But in Nixon, Kennedy faced a candidate with serious problems of his own, principally his weird introversion. Told he needed to spend more time grooming reporters, who loved Kennedy, Nixon went down to a hotel swimming pool where a press cocktail party was underway, waved, swam a few laps, and returned to his room without speaking a word to anybody.

White House also debunks some myths about Nixon, particularly concerning his supposedly stiletto-sharp political instincts, which had served him well in the past (he survived a campaign-funding scandal that threatened his 1952 vice-presidential candidacy only by delivering a maudlin speech about his daughters' dog Checkers) but mysteriously went missing in 1960.

His most notable lapse came at his first televised debate with Kennedy, which was a disaster.
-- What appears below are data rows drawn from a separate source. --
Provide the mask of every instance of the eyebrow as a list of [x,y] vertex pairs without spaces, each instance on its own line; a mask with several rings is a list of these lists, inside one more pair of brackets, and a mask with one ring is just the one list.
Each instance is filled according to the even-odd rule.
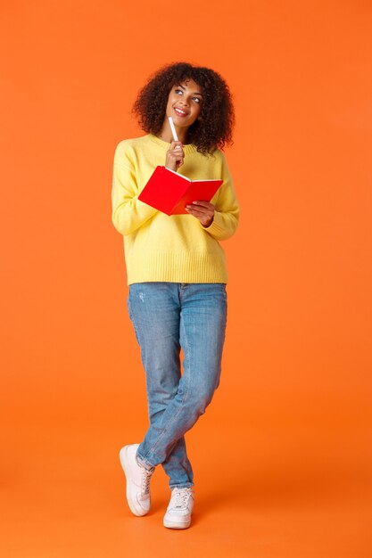
[[[181,86],[181,84],[176,84],[175,87],[182,87],[182,89],[184,89],[186,91],[186,87],[184,87],[184,86]],[[199,93],[198,91],[195,91],[194,93],[193,93],[193,94],[194,95],[200,95],[201,97],[203,97],[203,93]]]

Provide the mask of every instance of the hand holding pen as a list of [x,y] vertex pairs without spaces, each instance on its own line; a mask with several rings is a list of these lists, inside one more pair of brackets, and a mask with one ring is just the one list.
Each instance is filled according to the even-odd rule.
[[170,147],[167,152],[165,167],[170,170],[177,171],[184,164],[185,153],[182,149],[182,143],[178,141],[171,116],[169,117],[169,120],[174,141],[170,144]]

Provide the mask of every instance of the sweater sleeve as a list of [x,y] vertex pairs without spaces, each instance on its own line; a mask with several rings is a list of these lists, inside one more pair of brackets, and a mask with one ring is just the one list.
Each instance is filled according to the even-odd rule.
[[118,146],[113,162],[112,218],[114,227],[121,234],[131,234],[157,212],[138,200],[138,193],[130,157],[125,158]]
[[240,209],[225,155],[221,152],[219,153],[222,159],[223,183],[218,192],[217,200],[212,201],[215,203],[213,221],[210,226],[203,226],[203,229],[216,240],[223,241],[230,238],[236,232]]

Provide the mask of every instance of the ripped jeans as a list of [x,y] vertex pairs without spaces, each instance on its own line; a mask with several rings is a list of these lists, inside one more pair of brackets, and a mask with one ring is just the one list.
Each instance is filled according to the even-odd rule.
[[137,459],[146,468],[161,464],[170,488],[191,487],[184,434],[205,412],[219,383],[226,285],[133,283],[128,308],[146,373],[150,418]]

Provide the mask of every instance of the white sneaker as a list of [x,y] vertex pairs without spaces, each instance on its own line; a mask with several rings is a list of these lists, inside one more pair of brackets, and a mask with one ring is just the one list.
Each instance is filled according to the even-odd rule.
[[164,527],[169,529],[187,529],[191,523],[194,508],[194,490],[189,488],[173,488],[170,502],[164,515]]
[[124,446],[120,452],[121,467],[127,479],[127,500],[135,515],[145,515],[150,510],[150,480],[155,468],[148,471],[136,460],[139,444]]

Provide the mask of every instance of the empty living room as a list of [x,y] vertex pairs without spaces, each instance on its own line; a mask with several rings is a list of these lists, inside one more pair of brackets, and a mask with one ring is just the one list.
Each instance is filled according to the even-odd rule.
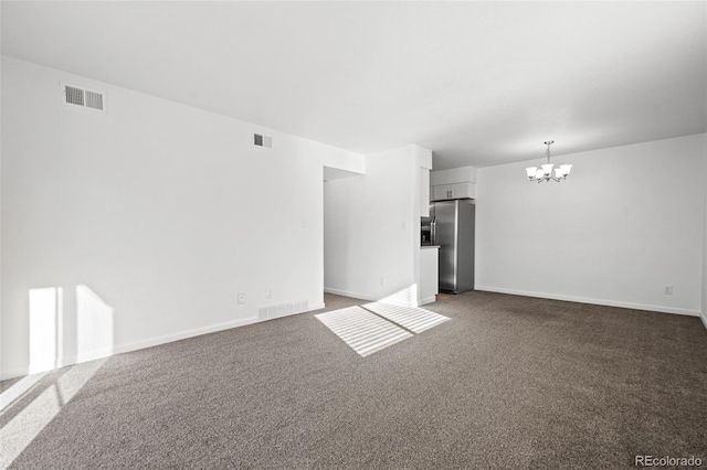
[[0,25],[0,470],[707,468],[707,2]]

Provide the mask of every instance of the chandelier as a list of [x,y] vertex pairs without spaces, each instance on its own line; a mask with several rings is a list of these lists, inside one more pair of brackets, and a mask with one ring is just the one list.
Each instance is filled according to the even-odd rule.
[[[566,180],[567,175],[570,174],[570,170],[572,169],[571,164],[560,164],[558,168],[555,168],[555,165],[550,163],[550,146],[552,143],[555,143],[555,140],[548,140],[545,142],[545,145],[548,146],[548,149],[545,151],[545,156],[548,158],[548,162],[546,164],[541,164],[540,168],[526,168],[526,173],[528,173],[528,179],[530,181],[537,181],[538,183],[550,180],[560,182]],[[555,177],[552,175],[552,170],[555,170]]]

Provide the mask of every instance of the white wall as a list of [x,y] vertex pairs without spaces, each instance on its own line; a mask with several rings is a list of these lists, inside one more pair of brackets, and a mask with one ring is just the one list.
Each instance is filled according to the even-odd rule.
[[574,164],[560,183],[526,179],[541,154],[479,169],[476,288],[698,314],[706,146],[703,133],[555,157]]
[[325,290],[378,300],[416,288],[420,171],[430,164],[429,150],[407,146],[367,156],[365,175],[325,183]]
[[[705,160],[707,160],[707,146],[705,146]],[[703,228],[703,323],[707,328],[707,171],[705,172],[705,226]]]
[[[323,306],[323,162],[362,156],[2,61],[3,378],[28,371],[42,288],[61,289],[64,363],[77,289],[113,312],[113,351],[252,322],[263,305]],[[61,81],[106,92],[108,113],[62,105]]]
Nixon, unaccountably convinced that Kennedy was a poor TV performer, did little preparation and even made a series of regular campaign appearances on the day of the debate, banging an already-injured knee in the process.

He arrived at the debate exhausted, unshaven and in serious pain, then managed to compound his problems by declining an offer for help from a TV makeup artist. (Kennedy also declined—then promptly went to his room for a touch-up by his personal crew.) The visual contrast between the sweaty, pallid Nixon and the tanned, rested Kennedy was lethal. "Nixon looks like a suspect in a statutory rape case," cracked Washington columnist Joe Alsop. As White House reports, voters who watched the debate on TV declared Kennedy the winner, while the (much smaller) radio audience believed Nixon won.
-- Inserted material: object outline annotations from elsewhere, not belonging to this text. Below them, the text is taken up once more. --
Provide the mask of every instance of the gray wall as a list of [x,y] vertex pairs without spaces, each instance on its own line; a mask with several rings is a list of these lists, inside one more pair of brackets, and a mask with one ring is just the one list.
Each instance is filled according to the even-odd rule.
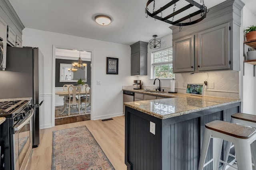
[[[55,66],[55,87],[63,87],[64,84],[77,84],[76,82],[60,82],[60,64],[71,64],[74,62],[77,62],[77,60],[64,60],[56,59]],[[83,61],[83,63],[87,64],[87,82],[85,83],[91,86],[91,62]]]

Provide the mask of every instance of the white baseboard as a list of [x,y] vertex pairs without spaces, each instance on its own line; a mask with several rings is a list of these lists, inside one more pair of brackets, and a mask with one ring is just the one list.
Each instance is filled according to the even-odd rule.
[[40,129],[46,129],[52,127],[52,123],[49,123],[46,125],[42,125],[40,126]]
[[116,117],[117,116],[123,116],[124,115],[124,114],[123,112],[118,113],[117,113],[111,114],[107,115],[96,116],[94,117],[93,120],[99,120],[99,119],[109,119],[111,117]]

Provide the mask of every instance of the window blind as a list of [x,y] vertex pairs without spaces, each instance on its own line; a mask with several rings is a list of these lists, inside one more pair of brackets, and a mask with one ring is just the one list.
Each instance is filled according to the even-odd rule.
[[151,64],[170,63],[172,61],[172,47],[151,52]]

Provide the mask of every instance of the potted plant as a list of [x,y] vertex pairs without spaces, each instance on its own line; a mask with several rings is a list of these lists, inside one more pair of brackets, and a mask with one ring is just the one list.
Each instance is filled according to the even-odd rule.
[[82,80],[82,78],[80,78],[77,81],[77,84],[78,85],[82,86],[83,85],[84,85],[84,82],[85,80]]
[[246,27],[248,29],[244,30],[244,32],[245,32],[246,41],[256,39],[256,25],[251,25]]
[[85,80],[82,80],[82,78],[80,78],[77,81],[77,84],[78,86],[80,86],[81,87],[81,90],[83,90],[84,89],[84,82]]

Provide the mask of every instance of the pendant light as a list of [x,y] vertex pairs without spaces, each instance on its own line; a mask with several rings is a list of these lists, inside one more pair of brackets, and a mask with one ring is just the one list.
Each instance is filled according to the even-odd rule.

Coupling a wealth of fascinating archival footage with interviews with historians, political scientists, and even a handful of surviving aides of the two candidates, White House is a snappy piece of story-telling that makes good viewing even for political junkies who know the tale well.

If it has a flaw, it's that there's relatively little attention paid to the ideological flashpoints between the two men. Perhaps that's because there were so few; they were both militant Cold Warriors more interested in foreign policy than domestic affairs. (Insert smirky Kennedy punchline of your choice here.) Their arguments were mostly about whether Cuba should be invaded tomorrow, or a year ago.
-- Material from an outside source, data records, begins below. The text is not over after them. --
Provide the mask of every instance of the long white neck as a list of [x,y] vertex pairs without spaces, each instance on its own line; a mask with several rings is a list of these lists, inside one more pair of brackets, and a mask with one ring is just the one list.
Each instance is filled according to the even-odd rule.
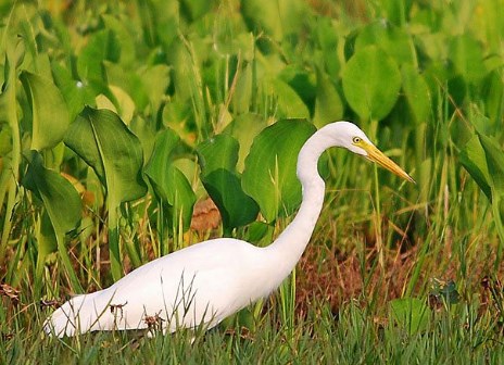
[[[301,149],[298,158],[298,178],[303,200],[298,214],[280,236],[265,248],[274,267],[278,285],[292,272],[312,237],[324,203],[325,184],[318,174],[317,163],[322,153],[335,146],[324,128],[316,131]],[[276,282],[275,282],[276,284]]]

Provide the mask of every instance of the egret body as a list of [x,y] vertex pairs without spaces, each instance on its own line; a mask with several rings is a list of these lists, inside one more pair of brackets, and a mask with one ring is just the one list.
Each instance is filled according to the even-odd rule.
[[320,154],[342,147],[413,181],[354,124],[336,122],[316,131],[298,158],[303,200],[291,224],[268,247],[219,238],[188,247],[133,270],[111,287],[77,295],[43,325],[49,335],[94,330],[211,328],[268,295],[292,272],[315,228],[325,184],[317,171]]

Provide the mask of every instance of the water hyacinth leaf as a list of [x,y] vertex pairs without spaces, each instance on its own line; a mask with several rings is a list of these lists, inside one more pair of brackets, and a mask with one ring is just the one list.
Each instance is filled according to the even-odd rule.
[[140,140],[114,112],[86,106],[72,123],[64,141],[92,167],[106,189],[111,268],[114,280],[117,280],[123,274],[118,207],[147,192],[141,175],[143,151]]
[[70,125],[63,96],[46,77],[24,71],[20,78],[32,106],[32,149],[51,149],[63,140]]
[[304,119],[284,119],[265,128],[245,160],[243,190],[260,205],[267,222],[289,215],[301,203],[301,184],[295,175],[298,153],[315,133]]
[[237,169],[242,173],[245,165],[245,158],[249,154],[255,136],[266,127],[266,119],[253,113],[238,115],[223,130],[223,134],[231,135],[240,144],[238,153]]
[[343,71],[342,80],[346,101],[363,121],[387,116],[401,88],[396,63],[376,46],[355,52]]
[[280,117],[308,118],[310,111],[300,96],[281,79],[267,83],[267,93],[277,100],[277,115]]
[[140,141],[114,112],[86,106],[64,142],[94,169],[113,201],[127,202],[146,194]]
[[413,119],[417,124],[427,122],[431,108],[429,86],[414,66],[404,64],[401,68],[401,76],[403,91],[413,113]]
[[253,222],[259,213],[255,201],[243,192],[242,177],[236,172],[238,150],[238,141],[224,134],[197,148],[201,181],[220,212],[225,235]]
[[329,76],[317,68],[317,99],[313,123],[320,128],[343,117],[343,103]]
[[52,75],[66,102],[70,121],[74,121],[85,105],[94,104],[96,95],[91,86],[74,79],[71,71],[54,62],[52,64]]
[[[22,179],[22,185],[42,202],[55,235],[58,251],[72,286],[74,289],[80,290],[80,284],[72,267],[64,244],[65,234],[73,230],[80,221],[83,210],[80,197],[68,180],[59,173],[43,166],[42,156],[37,151],[27,152],[25,158],[28,161],[28,169]],[[50,229],[47,229],[47,222],[45,224],[45,234],[42,236],[46,239],[40,242],[45,246],[40,248],[41,255],[51,250],[51,235],[48,234]]]
[[462,149],[458,154],[458,159],[465,169],[467,169],[470,176],[475,179],[476,184],[478,184],[481,191],[483,191],[487,198],[491,201],[492,190],[490,188],[490,175],[484,156],[484,150],[478,136],[472,136],[464,149]]
[[146,166],[146,176],[156,198],[168,205],[167,218],[172,223],[169,228],[177,227],[181,222],[186,231],[191,223],[196,194],[186,176],[173,165],[172,152],[179,141],[180,138],[172,129],[165,129],[158,135],[151,159]]
[[56,234],[71,231],[80,219],[83,210],[77,190],[59,173],[46,168],[38,152],[29,151],[26,159],[28,169],[23,177],[23,186],[43,203]]
[[413,336],[427,329],[431,310],[423,300],[401,298],[390,302],[390,316],[398,326]]

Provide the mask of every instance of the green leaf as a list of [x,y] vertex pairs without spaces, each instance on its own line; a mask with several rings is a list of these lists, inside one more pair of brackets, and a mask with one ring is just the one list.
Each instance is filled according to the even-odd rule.
[[241,176],[236,172],[239,144],[229,135],[218,135],[197,148],[201,181],[217,205],[227,234],[230,229],[255,221],[259,207],[243,192]]
[[140,140],[114,112],[86,106],[68,128],[65,144],[92,167],[106,189],[112,276],[118,280],[122,276],[118,207],[122,202],[147,192],[141,175]]
[[343,103],[329,76],[317,68],[317,99],[313,123],[320,128],[343,117]]
[[295,175],[298,153],[315,130],[306,121],[284,119],[255,138],[245,160],[242,186],[267,222],[279,214],[291,214],[301,203],[301,184]]
[[51,149],[63,140],[70,125],[63,96],[46,77],[24,71],[20,78],[32,106],[32,149]]
[[429,87],[425,78],[411,65],[404,64],[401,68],[403,90],[407,104],[413,112],[414,121],[425,123],[429,119],[431,102]]
[[175,229],[181,222],[182,229],[186,231],[191,224],[196,194],[186,176],[173,165],[172,152],[179,141],[180,138],[172,129],[160,133],[146,166],[146,175],[158,199],[169,206],[167,218],[172,225],[168,225],[168,228]]
[[146,194],[140,141],[114,112],[86,106],[64,141],[94,169],[117,204]]
[[376,46],[358,50],[349,60],[342,80],[346,101],[363,121],[387,116],[401,88],[398,65]]
[[277,100],[277,116],[289,118],[308,118],[310,111],[300,96],[281,79],[268,83],[267,93]]
[[38,152],[29,151],[26,158],[28,169],[23,186],[43,202],[56,234],[71,231],[80,219],[83,209],[77,190],[59,173],[46,168]]
[[416,298],[394,299],[390,302],[390,316],[410,336],[427,329],[430,309]]
[[266,127],[266,121],[259,114],[241,114],[229,123],[223,134],[231,135],[240,144],[238,153],[238,172],[243,172],[245,158],[249,154],[255,136]]
[[[81,217],[83,205],[80,197],[74,186],[59,173],[48,169],[42,164],[42,156],[37,151],[26,154],[28,169],[22,179],[22,185],[30,190],[43,204],[45,212],[49,216],[61,255],[63,265],[71,278],[72,286],[81,290],[80,284],[75,275],[65,247],[65,234],[73,230]],[[41,240],[39,248],[40,263],[42,255],[51,251],[52,232],[48,228],[47,217],[43,217],[41,226]],[[46,219],[46,221],[43,221]]]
In any event, the show's minor blemishes fade quickly in the face of its moments of stark political candor. The descriptions of Chicago's "cemetery wards," where dead voters rose from their graves in massive numbers that pushed Illinois into Kennedy's electoral-vote column and decided the election, are comic—until you consider the consequences. "Kennedy was better at dirty tricks than Nixon, and Nixon knew it," says Thomas. "It planted a seed with Nixon that he never forgot."